Solbakken Rested His Best Players Against France. Now Norway Must Answer for It at World Cup 2026
Dembele’s three goals came in 25 minutes. Norway’s substitute goalkeeper Egil Selvik faced nine shots on target and saved five of them, which tells you both how good Selvik was and how relentless France were. Jorgen Strand Larsen then missed a penalty in the 50th minute that could have made it 3-2. Norway’s xG for the match finished at 1.70. France’s was 1.50. Pick whichever number you prefer both look absurd given the scoreline, and the penalty miss explains most of that gap.
The Deschamps decision that worked is the one nobody will credit him for: he trusted his shape to do the damage without tinkering. France lined up in a 4-2-3-1 and simply let their front four run at a defence that had never played together at this level. Dembele had Mbappe to his left and Michael Olise drifting centrally, and Norway had no answer for the angles they created. For the first goal in the 7th minute, Mbappe received the ball in space on the right, pulled it back, and Dembele drove it low into the bottom-left corner from 18 yards. Clean and simple. For the second in the 20th, Dembele found a pocket of space between three defenders outside the box and curled a left-footer beyond Selvik’s dive. For the third in the 32nd, Aurelien Tchouameni played him through centrally and Dembele slotted into the bottom-left corner from the middle of the box. Deschamps did not overcomplicate it. He put his best attackers in positions where they could hurt people and let them get on with it.
The one call he might revisit is keeping Mbappe on until the 87th minute in a match already decided long before then. Mbappe ended without a goal, though his two assists in the first half were central to everything. France can afford that kind of conversation. Norway cannot.
Solbakken’s logic was defensible on paper. Both teams had already qualified. The Ivory Coast match in the round of 32 matters far more than group position. Protecting Haaland and Odegaard from injury or suspension made sense in isolation. The problem is what actually happened. Norway gave up three goals in 32 minutes to a team that was also rotating, since Deschamps made six changes of his own from his previous lineup. Selvik conceded four and saved five, which is a decent return against this France attack, but the defence in front of him looked electric with tension from the very first minute. Mbappe nearly scored after 21 seconds. France had three shots on target inside the opening five minutes. Norway’s rested backline had no warm-up period for the intensity of what was coming.

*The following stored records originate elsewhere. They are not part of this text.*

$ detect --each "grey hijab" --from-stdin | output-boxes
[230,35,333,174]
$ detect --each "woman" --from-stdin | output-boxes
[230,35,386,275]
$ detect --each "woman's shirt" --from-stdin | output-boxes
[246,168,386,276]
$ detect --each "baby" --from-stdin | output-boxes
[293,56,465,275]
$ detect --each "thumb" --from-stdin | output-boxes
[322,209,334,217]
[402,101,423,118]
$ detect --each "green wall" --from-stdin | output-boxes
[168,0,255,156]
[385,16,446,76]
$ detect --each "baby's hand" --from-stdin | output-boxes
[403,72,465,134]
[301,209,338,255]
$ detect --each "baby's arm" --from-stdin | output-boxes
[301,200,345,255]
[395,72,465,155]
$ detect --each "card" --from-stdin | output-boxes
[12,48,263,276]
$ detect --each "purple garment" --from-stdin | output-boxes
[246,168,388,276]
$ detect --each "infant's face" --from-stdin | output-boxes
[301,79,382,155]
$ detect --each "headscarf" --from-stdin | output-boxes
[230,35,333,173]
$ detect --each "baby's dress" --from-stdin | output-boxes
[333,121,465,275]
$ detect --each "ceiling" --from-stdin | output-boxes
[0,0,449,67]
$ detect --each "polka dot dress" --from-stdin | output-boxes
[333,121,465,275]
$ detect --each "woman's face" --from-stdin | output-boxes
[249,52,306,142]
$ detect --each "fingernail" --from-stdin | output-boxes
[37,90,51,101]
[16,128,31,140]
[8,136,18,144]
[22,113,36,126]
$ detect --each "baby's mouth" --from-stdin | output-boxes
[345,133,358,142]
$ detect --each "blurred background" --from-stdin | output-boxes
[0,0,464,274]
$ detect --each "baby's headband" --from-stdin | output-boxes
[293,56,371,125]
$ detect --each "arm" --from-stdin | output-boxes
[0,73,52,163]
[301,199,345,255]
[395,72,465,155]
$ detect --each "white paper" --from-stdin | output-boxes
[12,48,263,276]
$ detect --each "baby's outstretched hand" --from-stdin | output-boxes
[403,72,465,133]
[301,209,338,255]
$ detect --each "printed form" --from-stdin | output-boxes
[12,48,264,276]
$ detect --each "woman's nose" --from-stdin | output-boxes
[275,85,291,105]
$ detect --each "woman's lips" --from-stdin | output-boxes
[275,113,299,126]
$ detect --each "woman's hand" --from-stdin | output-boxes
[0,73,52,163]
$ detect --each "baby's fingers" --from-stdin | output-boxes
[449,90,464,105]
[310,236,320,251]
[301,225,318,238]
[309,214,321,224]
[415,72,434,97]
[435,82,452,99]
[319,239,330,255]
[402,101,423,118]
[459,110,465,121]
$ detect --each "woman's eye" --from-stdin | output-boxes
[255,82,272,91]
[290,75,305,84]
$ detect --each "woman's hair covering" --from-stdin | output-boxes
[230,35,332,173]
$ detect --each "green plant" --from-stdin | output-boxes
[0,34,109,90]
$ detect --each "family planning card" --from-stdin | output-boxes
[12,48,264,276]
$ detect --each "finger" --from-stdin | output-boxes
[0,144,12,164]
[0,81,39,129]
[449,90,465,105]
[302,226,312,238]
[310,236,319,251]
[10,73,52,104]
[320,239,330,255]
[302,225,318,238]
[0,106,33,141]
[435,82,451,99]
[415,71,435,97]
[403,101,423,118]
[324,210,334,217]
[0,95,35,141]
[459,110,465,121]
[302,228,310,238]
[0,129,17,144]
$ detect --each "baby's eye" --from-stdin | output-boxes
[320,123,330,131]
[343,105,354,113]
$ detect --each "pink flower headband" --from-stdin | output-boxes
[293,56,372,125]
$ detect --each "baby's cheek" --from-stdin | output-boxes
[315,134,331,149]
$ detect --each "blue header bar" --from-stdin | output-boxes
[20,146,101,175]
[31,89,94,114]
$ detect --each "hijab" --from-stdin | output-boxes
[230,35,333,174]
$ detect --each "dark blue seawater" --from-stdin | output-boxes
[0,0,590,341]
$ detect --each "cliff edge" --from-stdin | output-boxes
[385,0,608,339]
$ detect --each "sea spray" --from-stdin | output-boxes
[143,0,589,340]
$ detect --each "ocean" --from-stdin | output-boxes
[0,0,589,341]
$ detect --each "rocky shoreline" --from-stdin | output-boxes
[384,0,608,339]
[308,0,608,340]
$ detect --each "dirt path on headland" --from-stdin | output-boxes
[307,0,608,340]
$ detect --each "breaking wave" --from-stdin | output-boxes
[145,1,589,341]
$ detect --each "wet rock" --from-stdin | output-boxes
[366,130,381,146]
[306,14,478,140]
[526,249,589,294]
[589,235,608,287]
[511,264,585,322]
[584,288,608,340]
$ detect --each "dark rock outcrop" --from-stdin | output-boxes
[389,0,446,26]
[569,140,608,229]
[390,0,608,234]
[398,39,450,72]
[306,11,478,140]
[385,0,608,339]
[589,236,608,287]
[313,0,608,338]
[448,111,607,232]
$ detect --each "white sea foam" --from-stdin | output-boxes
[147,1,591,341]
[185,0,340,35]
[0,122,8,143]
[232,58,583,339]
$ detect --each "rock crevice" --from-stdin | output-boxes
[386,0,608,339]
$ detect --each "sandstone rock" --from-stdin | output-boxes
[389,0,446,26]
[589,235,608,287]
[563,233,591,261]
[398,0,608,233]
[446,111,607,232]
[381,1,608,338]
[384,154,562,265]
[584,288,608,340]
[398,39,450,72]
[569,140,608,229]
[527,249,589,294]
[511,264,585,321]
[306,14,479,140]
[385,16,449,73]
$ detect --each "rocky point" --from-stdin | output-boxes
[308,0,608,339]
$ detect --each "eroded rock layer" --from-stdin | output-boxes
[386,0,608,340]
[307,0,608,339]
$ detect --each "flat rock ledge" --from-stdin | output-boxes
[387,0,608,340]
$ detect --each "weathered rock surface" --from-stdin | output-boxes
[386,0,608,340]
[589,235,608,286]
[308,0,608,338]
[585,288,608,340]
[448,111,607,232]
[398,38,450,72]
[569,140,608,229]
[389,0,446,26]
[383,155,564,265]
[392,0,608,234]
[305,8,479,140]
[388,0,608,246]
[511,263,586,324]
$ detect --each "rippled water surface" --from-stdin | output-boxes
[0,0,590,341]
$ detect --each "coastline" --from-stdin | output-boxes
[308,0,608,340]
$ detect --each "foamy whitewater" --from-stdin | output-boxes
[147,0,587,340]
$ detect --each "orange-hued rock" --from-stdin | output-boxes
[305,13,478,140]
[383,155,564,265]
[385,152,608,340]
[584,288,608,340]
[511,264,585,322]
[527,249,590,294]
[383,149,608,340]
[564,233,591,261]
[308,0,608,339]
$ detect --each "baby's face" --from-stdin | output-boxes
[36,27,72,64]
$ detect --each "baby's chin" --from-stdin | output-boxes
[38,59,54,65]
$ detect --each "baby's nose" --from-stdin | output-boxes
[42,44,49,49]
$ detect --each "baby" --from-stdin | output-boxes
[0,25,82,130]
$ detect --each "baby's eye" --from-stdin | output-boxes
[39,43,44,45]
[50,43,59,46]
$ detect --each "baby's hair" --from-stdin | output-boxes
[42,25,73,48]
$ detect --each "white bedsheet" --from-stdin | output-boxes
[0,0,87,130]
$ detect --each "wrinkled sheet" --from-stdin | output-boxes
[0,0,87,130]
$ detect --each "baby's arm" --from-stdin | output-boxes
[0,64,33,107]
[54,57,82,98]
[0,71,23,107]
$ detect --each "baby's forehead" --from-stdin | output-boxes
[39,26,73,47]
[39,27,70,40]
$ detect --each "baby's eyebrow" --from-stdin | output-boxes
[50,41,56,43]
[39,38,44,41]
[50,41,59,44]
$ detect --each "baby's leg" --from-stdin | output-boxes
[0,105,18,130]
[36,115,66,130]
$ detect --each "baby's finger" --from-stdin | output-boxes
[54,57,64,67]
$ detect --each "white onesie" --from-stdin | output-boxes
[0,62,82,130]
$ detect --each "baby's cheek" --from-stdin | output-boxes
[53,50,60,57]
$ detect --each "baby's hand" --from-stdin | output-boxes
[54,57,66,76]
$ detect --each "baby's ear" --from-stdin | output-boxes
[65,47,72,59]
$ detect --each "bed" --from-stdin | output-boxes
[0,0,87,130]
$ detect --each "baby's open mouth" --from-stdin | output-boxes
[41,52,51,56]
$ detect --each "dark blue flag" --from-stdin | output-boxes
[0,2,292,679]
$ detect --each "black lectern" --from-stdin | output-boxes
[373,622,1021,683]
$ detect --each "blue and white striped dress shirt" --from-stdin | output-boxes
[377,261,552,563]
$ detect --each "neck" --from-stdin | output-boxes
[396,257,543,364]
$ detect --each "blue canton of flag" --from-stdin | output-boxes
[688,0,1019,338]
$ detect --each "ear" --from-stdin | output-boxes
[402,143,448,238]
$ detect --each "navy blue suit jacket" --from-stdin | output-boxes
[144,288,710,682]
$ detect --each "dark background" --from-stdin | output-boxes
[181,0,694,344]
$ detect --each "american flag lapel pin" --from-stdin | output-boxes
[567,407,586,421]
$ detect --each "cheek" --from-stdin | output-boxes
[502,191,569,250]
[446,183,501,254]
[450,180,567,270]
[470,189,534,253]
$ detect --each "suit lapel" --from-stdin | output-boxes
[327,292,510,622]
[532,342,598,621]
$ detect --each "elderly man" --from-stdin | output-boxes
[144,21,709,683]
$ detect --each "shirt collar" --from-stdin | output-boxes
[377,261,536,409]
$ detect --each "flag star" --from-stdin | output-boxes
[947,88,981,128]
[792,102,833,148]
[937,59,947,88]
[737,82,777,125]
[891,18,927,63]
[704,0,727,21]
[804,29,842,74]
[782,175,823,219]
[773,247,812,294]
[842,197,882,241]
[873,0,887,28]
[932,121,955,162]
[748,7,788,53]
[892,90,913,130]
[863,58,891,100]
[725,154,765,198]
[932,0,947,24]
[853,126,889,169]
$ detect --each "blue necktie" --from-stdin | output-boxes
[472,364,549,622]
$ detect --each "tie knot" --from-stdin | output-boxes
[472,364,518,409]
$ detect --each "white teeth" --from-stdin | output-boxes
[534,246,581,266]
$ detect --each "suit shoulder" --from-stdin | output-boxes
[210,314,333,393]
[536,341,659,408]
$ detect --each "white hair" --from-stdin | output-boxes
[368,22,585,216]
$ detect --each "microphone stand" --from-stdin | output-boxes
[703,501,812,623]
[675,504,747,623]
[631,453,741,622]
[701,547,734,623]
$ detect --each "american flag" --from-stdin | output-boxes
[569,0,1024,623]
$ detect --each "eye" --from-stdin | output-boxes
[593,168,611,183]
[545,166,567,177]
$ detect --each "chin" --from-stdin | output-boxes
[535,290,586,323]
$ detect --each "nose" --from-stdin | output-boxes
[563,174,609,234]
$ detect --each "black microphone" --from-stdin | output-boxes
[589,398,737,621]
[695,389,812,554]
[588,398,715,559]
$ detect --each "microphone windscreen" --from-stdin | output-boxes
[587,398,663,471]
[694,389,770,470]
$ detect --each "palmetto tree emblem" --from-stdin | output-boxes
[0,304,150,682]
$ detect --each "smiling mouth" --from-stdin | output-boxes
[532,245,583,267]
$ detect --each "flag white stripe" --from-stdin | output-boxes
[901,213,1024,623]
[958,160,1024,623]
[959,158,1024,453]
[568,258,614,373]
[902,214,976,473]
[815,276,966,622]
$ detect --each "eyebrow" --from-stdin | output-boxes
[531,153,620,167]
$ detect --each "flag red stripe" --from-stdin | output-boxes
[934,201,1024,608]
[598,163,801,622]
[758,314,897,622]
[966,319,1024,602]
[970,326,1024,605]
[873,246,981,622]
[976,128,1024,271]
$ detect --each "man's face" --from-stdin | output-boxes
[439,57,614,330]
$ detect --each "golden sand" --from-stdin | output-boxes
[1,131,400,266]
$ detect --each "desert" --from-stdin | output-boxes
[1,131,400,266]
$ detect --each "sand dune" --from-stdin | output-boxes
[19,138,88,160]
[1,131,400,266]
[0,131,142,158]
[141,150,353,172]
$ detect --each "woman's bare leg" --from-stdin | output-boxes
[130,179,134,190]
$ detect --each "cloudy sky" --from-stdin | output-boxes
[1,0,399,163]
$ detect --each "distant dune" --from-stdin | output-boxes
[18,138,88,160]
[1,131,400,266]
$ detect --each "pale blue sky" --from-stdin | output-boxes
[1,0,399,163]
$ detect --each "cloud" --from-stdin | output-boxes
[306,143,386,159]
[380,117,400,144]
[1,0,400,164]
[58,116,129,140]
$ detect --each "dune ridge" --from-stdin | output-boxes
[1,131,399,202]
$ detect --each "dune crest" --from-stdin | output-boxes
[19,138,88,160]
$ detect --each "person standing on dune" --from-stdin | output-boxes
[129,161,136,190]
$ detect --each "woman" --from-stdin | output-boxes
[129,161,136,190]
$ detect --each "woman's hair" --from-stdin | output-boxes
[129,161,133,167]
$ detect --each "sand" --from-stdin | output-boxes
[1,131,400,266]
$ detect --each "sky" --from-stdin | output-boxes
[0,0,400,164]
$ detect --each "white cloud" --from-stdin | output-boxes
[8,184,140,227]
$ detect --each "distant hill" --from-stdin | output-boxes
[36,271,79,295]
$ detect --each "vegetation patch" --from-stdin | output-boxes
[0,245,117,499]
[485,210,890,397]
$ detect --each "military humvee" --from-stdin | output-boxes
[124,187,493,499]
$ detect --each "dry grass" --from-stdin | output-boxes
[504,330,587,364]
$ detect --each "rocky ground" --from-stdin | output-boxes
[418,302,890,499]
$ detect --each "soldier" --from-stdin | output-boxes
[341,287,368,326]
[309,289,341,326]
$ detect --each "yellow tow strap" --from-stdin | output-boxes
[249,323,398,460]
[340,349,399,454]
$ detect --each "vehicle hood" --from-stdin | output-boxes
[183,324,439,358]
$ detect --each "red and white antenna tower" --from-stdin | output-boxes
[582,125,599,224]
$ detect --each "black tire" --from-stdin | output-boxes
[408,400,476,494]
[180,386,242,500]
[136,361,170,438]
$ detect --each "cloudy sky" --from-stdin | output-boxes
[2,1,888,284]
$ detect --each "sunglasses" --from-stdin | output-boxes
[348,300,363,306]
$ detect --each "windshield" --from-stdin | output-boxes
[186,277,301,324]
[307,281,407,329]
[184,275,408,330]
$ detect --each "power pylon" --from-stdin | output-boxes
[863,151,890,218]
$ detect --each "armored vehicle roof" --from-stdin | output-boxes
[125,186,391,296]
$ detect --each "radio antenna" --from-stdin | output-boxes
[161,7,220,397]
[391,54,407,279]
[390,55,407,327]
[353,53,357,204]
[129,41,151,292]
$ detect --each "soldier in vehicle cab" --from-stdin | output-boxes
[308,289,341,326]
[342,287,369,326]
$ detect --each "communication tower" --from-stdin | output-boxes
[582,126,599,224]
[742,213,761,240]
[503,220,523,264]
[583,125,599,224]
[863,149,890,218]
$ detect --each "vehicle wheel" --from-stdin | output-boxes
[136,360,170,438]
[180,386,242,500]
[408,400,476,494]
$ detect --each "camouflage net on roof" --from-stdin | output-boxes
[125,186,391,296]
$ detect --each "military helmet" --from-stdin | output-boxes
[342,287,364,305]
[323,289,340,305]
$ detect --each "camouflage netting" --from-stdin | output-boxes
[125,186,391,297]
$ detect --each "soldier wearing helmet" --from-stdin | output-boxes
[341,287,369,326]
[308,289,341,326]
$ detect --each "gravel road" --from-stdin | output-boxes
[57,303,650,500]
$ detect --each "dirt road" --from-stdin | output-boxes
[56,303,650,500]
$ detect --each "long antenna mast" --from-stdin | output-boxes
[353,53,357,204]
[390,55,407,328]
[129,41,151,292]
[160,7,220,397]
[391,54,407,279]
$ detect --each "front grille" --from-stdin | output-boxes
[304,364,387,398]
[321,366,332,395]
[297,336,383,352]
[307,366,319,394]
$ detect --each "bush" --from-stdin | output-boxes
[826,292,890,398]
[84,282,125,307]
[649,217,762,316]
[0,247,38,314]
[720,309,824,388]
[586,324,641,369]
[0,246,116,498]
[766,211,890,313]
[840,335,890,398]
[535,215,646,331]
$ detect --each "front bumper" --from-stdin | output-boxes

Truth is, Solbakken’s gamble was not losing by four. His gamble was the message it sent. Norway arrived at a World Cup group stage match having already reduced their ambitions to the next round before kickoff, and the players who started here will carry the memory of being dismantled in 32 minutes into the dressing room. Whether that affects the players who did not start Haaland, Odegaard, Nyland is something only that group knows.
The number that follows Solbakken into the Ivory Coast match is 0.79. That was the xG value on Strand Larsen’s penalty, which Maignan saved toward the bottom-right corner. Had Norway converted at 3-2, with an hour to play and Solbakken ready to bring on his strongest players at half-time, this becomes a completely different match and a completely different narrative. That is not an excuse for the first half. But it is the moment that ended any realistic chance of a recovery.
Deschamps leaves Foxborough with nine points from three games, a clean knockout draw to manage, and Dembele carrying four World Cup goals into the round of 16. France are not without their own problems. Mbappe went 90 minutes without a goal for the first time in this tournament, and the defence allowed Norway’s second-string attack to generate 1.70 xG, which is more than France should be comfortable with against better opposition.
Verdict. Deschamps is in control of his squad and his tournament. His one job now is calibrating Mbappe’s load without disrupting the chemistry that Dembele has brought to this attack. Solbakken gets into the knockout round, which was the goal, but the manner of this defeat will sharpen every question about whether Norway are genuinely equipped to go further or whether they are a side built entirely around one player, and the one player did not play.
That is the question Haaland has to answer in Dallas. Not Solbakken.